Apesar da evidente associação desse cenário da comunicação com a fragilidade da democracia brasileira, a disseminação de valores conservadores e a ascensão de políticos de direita, o governo federal não se movimentou para barrar a medida. Desde a entrega do Ministério das Comunicações ao União Brasil, apesar de tudo o que temos vivido desde 2016, a incompreensão da importância da agenda de democratização estava nítida. Ainda assim, era difícil acreditar que movimentos no sentido inverso seriam efetivados e tão rapidamente. No caso desse projeto, não chegou a tramitar sequer um ano, enquanto padecem no Congresso, há décadas, até mesmo medidas para efetivar o que está na Constituição. O mesmo ocorreu com as propostas aprovadas na Conferência Nacional de Comunicação, em 2009, e medidas para a democratização apresentadas ao governo federal pelo Grupo de Trabalho Comunicações, durante a transição.
Trata-se de um equívoco que já tem legado consequências políticas danosas. A radiodifusão segue sendo muito importante na formação da visão de mundo de brasileiras e brasileiros, sobretudo da parcela mais pobre da população, que não tem acesso a outras fontes de informação. Ademais, sua importância cultural e também a presença dos grupos que ocupam rádio e TV no ambiente digital contribuem para se manter a relevância do setor. A direita, aliás, sabe bem disso, como mostra sua preocupação com a comunicação – basta ver como esse setor ocupa as comissões sobre o tema na Câmara e no Senado. Falta ao campo progressista entender e assumir a batalha ideológica, que passa centralmente pelos meios de comunicação. Para tanto, a agenda da regulação da mídia segue central para se avançar na democracia no Brasil.

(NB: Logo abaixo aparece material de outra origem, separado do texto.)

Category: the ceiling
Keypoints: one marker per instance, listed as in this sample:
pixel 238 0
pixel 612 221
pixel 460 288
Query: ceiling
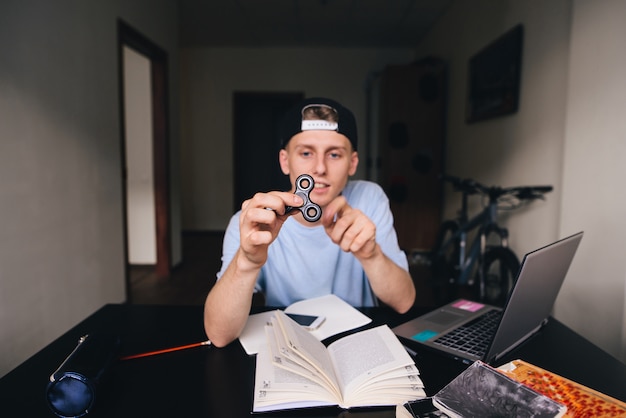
pixel 307 23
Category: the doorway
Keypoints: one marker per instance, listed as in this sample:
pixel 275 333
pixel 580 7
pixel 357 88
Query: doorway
pixel 154 181
pixel 256 146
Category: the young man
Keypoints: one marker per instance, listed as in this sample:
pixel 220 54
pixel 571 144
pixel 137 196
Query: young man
pixel 351 251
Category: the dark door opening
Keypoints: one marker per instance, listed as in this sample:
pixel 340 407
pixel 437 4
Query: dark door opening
pixel 129 37
pixel 256 117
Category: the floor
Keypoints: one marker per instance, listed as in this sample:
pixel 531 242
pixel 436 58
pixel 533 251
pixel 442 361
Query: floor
pixel 191 281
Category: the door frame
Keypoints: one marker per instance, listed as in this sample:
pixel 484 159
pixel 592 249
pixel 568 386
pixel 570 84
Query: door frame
pixel 127 36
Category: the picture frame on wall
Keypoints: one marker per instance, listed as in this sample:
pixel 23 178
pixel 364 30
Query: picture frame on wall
pixel 494 76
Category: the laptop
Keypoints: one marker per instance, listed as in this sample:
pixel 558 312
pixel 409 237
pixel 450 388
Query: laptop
pixel 450 329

* Helena Martins é professora da Universidade Federal do Ceará. Editora da Revista EPTIC e integrante do Grupo de Trabalho GT Economía política de la información, la comunicación y la cultura da Clacso. Integra o DiraCom – Direito à Comunicação e Democracia. Foi relatora do Grupo de Trabalho Comunicações da transição do governo federal (2022).